For several weeks, I wrote that the big cap tech stocks were choppy and trendless. Amazon dipped to $962, Apple $155, Netflix $191, etc. In late October, the big cap tech stocks paused. They did not correct or post any major declines, but they moved sideways with a negative bias for several weeks. The market in general was moving higher but it was a constant battle led by individual stock performance in the Dow.
That has changed with the tech earnings and post earnings moves. The pause in the big caps gave them a chance to recharge and now we are experiencing the fruits of their resurgence.

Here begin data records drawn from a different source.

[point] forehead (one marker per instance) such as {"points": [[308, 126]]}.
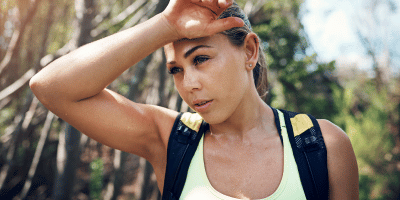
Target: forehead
{"points": [[180, 47]]}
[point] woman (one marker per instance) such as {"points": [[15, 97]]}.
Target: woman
{"points": [[214, 76]]}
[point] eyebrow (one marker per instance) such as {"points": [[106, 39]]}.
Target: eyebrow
{"points": [[187, 54]]}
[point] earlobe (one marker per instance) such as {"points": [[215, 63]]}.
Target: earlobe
{"points": [[252, 47]]}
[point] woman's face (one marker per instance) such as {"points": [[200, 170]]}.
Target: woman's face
{"points": [[210, 75]]}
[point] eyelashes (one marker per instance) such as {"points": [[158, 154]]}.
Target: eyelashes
{"points": [[200, 59], [174, 70], [196, 61]]}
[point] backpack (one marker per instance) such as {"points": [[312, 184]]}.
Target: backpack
{"points": [[304, 135]]}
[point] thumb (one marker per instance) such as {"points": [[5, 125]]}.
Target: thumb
{"points": [[224, 24]]}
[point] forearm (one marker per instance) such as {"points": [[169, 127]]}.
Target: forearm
{"points": [[88, 70]]}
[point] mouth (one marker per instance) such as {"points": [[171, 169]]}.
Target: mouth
{"points": [[202, 105]]}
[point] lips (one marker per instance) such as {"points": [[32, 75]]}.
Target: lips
{"points": [[202, 105]]}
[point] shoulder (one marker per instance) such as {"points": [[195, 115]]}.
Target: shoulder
{"points": [[164, 120], [342, 164]]}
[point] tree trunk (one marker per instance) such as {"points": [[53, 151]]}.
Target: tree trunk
{"points": [[16, 38], [68, 155]]}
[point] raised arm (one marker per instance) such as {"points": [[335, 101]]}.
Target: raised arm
{"points": [[73, 87]]}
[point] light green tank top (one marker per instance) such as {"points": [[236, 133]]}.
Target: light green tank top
{"points": [[197, 185]]}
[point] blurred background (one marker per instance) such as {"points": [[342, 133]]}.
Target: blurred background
{"points": [[334, 59]]}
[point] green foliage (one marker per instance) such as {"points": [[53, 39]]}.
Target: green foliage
{"points": [[96, 178], [300, 83]]}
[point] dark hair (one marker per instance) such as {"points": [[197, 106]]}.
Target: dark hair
{"points": [[237, 35]]}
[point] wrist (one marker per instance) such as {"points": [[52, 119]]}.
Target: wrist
{"points": [[171, 31]]}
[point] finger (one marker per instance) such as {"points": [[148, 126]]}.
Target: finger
{"points": [[225, 3], [209, 4], [224, 24]]}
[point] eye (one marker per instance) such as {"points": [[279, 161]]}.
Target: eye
{"points": [[200, 59], [174, 70]]}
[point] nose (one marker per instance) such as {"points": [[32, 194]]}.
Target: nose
{"points": [[191, 80]]}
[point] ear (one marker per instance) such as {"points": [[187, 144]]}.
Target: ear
{"points": [[251, 44]]}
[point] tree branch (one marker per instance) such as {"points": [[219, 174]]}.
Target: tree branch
{"points": [[17, 37], [119, 18]]}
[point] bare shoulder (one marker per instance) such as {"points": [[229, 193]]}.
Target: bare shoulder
{"points": [[164, 118], [342, 163]]}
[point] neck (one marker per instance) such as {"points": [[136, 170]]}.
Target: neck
{"points": [[252, 116]]}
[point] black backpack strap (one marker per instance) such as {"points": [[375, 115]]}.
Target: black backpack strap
{"points": [[182, 145], [310, 153]]}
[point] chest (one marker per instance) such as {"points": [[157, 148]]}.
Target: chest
{"points": [[244, 171]]}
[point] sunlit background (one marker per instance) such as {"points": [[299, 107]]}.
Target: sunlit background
{"points": [[334, 59]]}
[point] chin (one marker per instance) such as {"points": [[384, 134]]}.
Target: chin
{"points": [[212, 118]]}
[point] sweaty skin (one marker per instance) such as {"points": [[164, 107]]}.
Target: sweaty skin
{"points": [[212, 76]]}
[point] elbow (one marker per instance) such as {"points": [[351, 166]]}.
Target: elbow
{"points": [[38, 88]]}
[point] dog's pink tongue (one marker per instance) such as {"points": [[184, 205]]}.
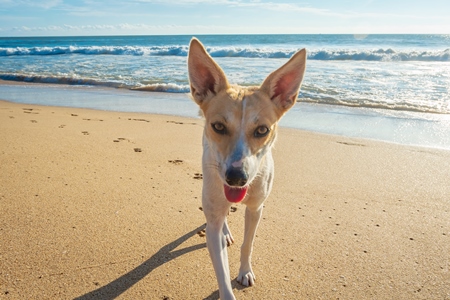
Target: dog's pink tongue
{"points": [[234, 194]]}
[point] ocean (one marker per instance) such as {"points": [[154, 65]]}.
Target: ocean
{"points": [[388, 87]]}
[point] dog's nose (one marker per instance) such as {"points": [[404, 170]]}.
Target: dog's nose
{"points": [[236, 177]]}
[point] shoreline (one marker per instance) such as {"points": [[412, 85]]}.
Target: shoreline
{"points": [[86, 215], [399, 127]]}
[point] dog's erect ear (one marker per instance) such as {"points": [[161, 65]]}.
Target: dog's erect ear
{"points": [[283, 85], [205, 76]]}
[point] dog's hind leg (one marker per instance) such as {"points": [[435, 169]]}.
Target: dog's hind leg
{"points": [[246, 276], [226, 231]]}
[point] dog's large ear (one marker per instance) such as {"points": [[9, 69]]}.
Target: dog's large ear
{"points": [[283, 85], [205, 76]]}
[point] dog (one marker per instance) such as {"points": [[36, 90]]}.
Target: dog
{"points": [[239, 133]]}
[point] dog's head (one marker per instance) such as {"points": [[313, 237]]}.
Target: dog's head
{"points": [[241, 122]]}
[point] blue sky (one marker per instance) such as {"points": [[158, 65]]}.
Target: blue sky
{"points": [[113, 17]]}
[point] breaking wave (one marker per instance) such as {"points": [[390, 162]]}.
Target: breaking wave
{"points": [[307, 94], [344, 54]]}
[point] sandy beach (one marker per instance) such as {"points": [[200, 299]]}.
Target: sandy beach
{"points": [[106, 205]]}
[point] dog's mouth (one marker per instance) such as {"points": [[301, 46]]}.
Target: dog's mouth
{"points": [[235, 194]]}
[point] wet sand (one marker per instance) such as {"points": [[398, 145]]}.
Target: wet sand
{"points": [[105, 205]]}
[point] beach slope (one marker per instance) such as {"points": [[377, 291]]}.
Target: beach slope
{"points": [[105, 205]]}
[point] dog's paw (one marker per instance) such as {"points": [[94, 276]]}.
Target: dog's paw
{"points": [[229, 238], [246, 278]]}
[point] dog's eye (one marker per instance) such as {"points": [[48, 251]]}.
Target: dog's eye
{"points": [[219, 128], [261, 131]]}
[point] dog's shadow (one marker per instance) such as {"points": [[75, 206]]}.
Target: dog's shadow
{"points": [[115, 288], [234, 285]]}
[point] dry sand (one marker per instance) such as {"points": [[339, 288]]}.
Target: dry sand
{"points": [[99, 205]]}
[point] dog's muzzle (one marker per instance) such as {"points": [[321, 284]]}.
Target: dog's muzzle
{"points": [[236, 177]]}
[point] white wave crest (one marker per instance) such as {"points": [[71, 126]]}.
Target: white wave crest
{"points": [[231, 51]]}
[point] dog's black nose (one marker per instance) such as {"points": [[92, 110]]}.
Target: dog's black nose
{"points": [[236, 177]]}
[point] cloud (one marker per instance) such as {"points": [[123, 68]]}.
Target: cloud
{"points": [[45, 4]]}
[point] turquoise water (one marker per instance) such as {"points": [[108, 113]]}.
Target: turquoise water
{"points": [[389, 87]]}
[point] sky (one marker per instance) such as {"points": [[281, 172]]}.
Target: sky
{"points": [[157, 17]]}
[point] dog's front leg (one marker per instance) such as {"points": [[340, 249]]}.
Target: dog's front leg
{"points": [[216, 242], [246, 276]]}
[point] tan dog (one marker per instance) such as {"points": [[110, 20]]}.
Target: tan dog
{"points": [[240, 130]]}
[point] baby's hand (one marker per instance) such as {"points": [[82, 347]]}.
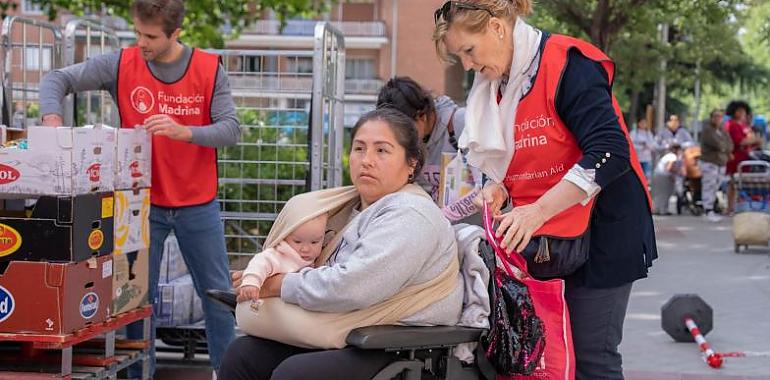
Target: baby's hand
{"points": [[248, 292]]}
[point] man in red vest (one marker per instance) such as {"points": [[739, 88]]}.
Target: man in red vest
{"points": [[181, 95]]}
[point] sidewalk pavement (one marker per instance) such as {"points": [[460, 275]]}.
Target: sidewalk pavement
{"points": [[697, 257]]}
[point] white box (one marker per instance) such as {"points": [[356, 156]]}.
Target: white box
{"points": [[133, 159], [60, 161], [132, 220]]}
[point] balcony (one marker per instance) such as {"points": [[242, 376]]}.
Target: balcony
{"points": [[307, 28], [363, 86], [298, 34], [296, 84]]}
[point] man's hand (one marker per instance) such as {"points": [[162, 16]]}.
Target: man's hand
{"points": [[164, 125], [237, 278], [248, 292], [52, 120], [494, 194]]}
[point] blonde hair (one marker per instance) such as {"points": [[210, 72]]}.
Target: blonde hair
{"points": [[477, 21]]}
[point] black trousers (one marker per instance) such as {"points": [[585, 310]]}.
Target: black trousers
{"points": [[250, 358], [597, 317]]}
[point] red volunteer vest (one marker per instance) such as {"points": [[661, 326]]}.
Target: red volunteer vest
{"points": [[545, 149], [183, 174]]}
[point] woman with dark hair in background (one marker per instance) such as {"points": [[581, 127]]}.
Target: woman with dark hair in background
{"points": [[744, 141], [439, 122]]}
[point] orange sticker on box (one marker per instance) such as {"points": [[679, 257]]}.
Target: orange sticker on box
{"points": [[108, 205], [95, 239], [10, 240]]}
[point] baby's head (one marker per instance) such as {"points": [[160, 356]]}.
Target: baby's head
{"points": [[308, 238]]}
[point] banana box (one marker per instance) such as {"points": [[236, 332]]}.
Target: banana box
{"points": [[59, 161], [132, 220], [133, 168], [58, 229], [54, 298], [130, 280]]}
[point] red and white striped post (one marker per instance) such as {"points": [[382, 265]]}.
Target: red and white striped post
{"points": [[713, 359]]}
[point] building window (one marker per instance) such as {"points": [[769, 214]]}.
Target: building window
{"points": [[31, 8], [360, 68], [33, 60], [300, 65]]}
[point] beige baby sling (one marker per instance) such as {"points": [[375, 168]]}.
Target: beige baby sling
{"points": [[290, 324]]}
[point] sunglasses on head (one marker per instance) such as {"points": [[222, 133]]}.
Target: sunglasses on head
{"points": [[446, 10]]}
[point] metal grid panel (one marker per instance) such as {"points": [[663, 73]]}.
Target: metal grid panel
{"points": [[30, 49], [85, 38], [286, 149]]}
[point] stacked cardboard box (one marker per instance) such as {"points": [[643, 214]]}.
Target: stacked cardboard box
{"points": [[60, 221], [132, 220]]}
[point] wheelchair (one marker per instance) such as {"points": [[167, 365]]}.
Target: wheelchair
{"points": [[424, 352]]}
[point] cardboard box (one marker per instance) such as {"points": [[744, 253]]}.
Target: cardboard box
{"points": [[51, 228], [133, 159], [172, 265], [455, 181], [130, 280], [60, 161], [55, 298], [132, 220], [177, 303]]}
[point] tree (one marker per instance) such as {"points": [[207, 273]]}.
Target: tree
{"points": [[703, 33], [208, 23]]}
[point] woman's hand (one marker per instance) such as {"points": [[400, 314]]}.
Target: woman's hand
{"points": [[248, 292], [518, 226], [237, 278], [272, 286], [494, 194]]}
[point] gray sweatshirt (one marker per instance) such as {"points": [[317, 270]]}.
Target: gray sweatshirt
{"points": [[378, 257], [101, 73]]}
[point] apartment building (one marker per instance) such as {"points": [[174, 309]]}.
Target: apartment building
{"points": [[383, 38]]}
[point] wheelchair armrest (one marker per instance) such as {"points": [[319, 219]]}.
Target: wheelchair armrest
{"points": [[394, 338], [225, 298]]}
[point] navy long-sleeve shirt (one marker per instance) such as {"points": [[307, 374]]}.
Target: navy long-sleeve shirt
{"points": [[622, 233]]}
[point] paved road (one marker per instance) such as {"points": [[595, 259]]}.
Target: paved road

The Dow is still making new highs but it is struggling. This index also rested over the last two weeks with more sideways movement than vertical gains. There was just enough help from earnings on a couple days each week to power the index to a 100-point gain for each of the last two weeks. The Dow was not setting the world on fire but it was holding its gains and slowly adding to them.
The market challenges have come from the small caps and the transportation sector. Like the Russell 2000, the S&P-600 small cap index is struggling. However, the $SP600 closed at a 5-week low on Friday. The index appears to be on the verge of a breakdown where the Russell chart looks more like a consolidation/continuation pattern. The SP600 is a managed index where the stocks are picked out of the small cap universe. The Russell 2000 is simply the bottom 2,000 stocks by market cap in the Russell 3000 index. The SP600 is actually reflective of the small cap sector. The SP600 lost 15 points for the week.
The Dow Transports ($TRAN) lost -176 points for the week and the second worst performance behind the SP600. The Transports should be in rally mode because of the expanding economy. However, airlines are struggling with competition and shrinking margins and railroads are feeling the pinch from declining rig counts in the energy sector and the potential impact from a change in NAFTA. Any further declines in the transports should be negative for the Dow.
The biotech sector was hit the prior week on drug pricing headlines out of Washington. The sector began a recovery on Thursday, probably on the news that President Trump would be out of the country for a couple weeks and the pricing headlines would evaporate. I think we all agree that something needs to be done when new drugs cost $75,000 to as much as $750,000 a year. I am a free market guy but this is getting ridiculous when other countries pay only 10% to 20% for the same drug. Sorry, did not mean to go off on a rant.
In the past buying the biotech ETFs on a bounce from uptrend support would have been a profitable play. This time, I would not be surprised to see resistance at 4,300 hold.
The energy sector is seeing a rebound but it has a long way to go. If oil prices were to suddenly break free of $55 and move higher, it would be very market positive. The energy stocks have been hammered for the last three years and $65 oil would cause a monster rally. I am not yet a believer in this rebound but we are at least headed in the right direction.
The MACD on the Dow has triggered a sell signal but there is no confirmation. The crossover is still too close to make a sell call. The index has been struggling and the uptick on Friday was all due to Apple. The Dow remains the most overbought chart.
The MACD on the S&P remains negative but the index continues to make new highs on the strength of the big cap tech stocks. The A/D line ticked up slightly late in the week but the momentum from Sep/Oct has faded. The MACD on the A/D is in full decline.
The Nasdaq gains on Friday came from a dozen big cap stocks but mostly AAPL, AVGO and QCOM, which added 33 of the 49 points. The Nasdaq has spiked above uptrend resistance and well above the October decline lows. The key for the Nasdaq next week will depend on how many of those earnings gains are sold.
The broadest market index closed at a new high despite the weakness in the MACD. As long as the Russell 3000 is moving higher, the overall market trend will remain intact. This is the key index to watch along with the S&P-600.
The markets appear to be headed higher but we are moving into the post earnings depression period. I have been writing for several weeks to beware of weakness in the week of November 6th. Given all the positive fundamentals, any weakness could be brief but this is the week that the earnings fuel begins to evaporate.
Any dip should be bought but not on the first day. I like to say buy the rebound since picking a bottom can be tricky.
The trend is our friend until it ends but there is rarely any warning.
Enter passively and exit aggressively!